Pour Théodore McLauchlin, directeur du site de l’Université de Montréal du Centre d’études sur la paix et la sécurité internationale, le désir des leaders européens de garder le soutien des Américains est complètement fondé. « La perspective que les États-Unis finissent par essentiellement se désister de la sécurité européenne à une heure grave, c’est une perspective qui devrait faire peur aux capitales européennes », estime celui qui est également professeur au Département de science politique de l’Université de Montréal.
Quant à la question de l’inclusion de l’Ukraine dans l’OTAN, « avec les États-Unis qui y font obstacle et qui visiblement feront obstacle à cette possibilité, je doute fort que ça soit réaliste actuellement », indique le chercheur. La question à se poser selon lui est donc : « Est-ce qu’il y a une vraie garantie de la sécurité de l’Ukraine qui pourrait venir du Canada et des autres membres des pays d’Europe ? »

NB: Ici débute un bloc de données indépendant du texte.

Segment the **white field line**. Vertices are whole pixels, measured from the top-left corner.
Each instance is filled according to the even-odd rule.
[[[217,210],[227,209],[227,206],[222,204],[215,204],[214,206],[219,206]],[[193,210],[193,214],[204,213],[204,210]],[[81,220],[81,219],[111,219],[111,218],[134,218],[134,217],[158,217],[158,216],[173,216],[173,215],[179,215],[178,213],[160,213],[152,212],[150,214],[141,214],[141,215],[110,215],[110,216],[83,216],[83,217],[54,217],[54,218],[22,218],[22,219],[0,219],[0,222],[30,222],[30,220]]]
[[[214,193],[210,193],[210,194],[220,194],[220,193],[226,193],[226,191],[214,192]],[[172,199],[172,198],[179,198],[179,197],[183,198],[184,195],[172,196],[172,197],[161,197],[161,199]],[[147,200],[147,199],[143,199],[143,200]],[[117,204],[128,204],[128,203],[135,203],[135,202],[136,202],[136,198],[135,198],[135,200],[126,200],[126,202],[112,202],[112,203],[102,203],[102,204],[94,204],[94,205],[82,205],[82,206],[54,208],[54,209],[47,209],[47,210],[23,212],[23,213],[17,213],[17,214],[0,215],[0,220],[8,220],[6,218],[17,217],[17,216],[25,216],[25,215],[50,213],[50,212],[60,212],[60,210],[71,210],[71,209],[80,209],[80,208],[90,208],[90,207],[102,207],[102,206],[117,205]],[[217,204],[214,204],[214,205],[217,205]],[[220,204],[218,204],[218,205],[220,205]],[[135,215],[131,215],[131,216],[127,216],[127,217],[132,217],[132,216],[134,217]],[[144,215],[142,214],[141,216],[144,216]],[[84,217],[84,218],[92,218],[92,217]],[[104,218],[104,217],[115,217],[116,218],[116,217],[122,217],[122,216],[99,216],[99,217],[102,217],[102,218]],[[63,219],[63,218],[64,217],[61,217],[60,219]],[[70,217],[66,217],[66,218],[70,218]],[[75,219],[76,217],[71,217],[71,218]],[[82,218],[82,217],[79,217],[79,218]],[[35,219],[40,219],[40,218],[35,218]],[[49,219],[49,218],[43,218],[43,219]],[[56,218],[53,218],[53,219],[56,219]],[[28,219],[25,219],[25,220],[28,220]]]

Pour Justin Massie, le « nœud de l’enjeu » n’est pas seulement l’appui des États-Unis envers Kiev, mais bien la question de savoir si les Européens « vont être capables de continuer à soutenir [militairement] l’Ukraine après un cessez-le-feu », ce que la Russie réfute.
Le contexte où un cessez-le-feu n’est pas en place alors que le soutien américain à l’Ukraine prend fin serait « beaucoup plus grave », précise toutefois le professeur à l’UQAM. Les États-Unis fournissent environ 50 % de l’aide à l’Ukraine. « Et donc, si la guerre se poursuit, les Ukrainiens ont toujours besoin de munitions, de missiles, explique-t-il. C’est plus difficile pour les Européens et les Ukrainiens de compenser. »
« Ce n’est pas impossible, mais c’est plus difficile. Alors que, s’il y a un cessez-le-feu, ça donne une pause et les productions européenne et ukrainienne peuvent s’accroître », et ce, même sans le soutien américain, explique M. Massie.
À la suite de la rencontre des différents dirigeants, Justin Trudeau a également annoncé une nouvelle vague de sanctions envers 10 personnes et 21 entités, « dont des organisations paramilitaires et leurs dirigeants, dans le but de freiner la dépendance de la Russie à l’égard d’organisations et de pays tiers dont elle se sert pour atteindre ses objectifs politiques et militaires en Ukraine », précise un communiqué du cabinet du premier ministre.
Ces sanctions visent « 9 dirigeants d’organisations paramilitaires post-Wagner, un membre du haut commandement militaire russe affilié, 9 organisations paramilitaires présentes en Ukraine et dans le réseau du Kremlin en Afrique, ainsi que 12 organisations affiliées responsables de l’extraction de ressources au sein de ce réseau », explique le communiqué.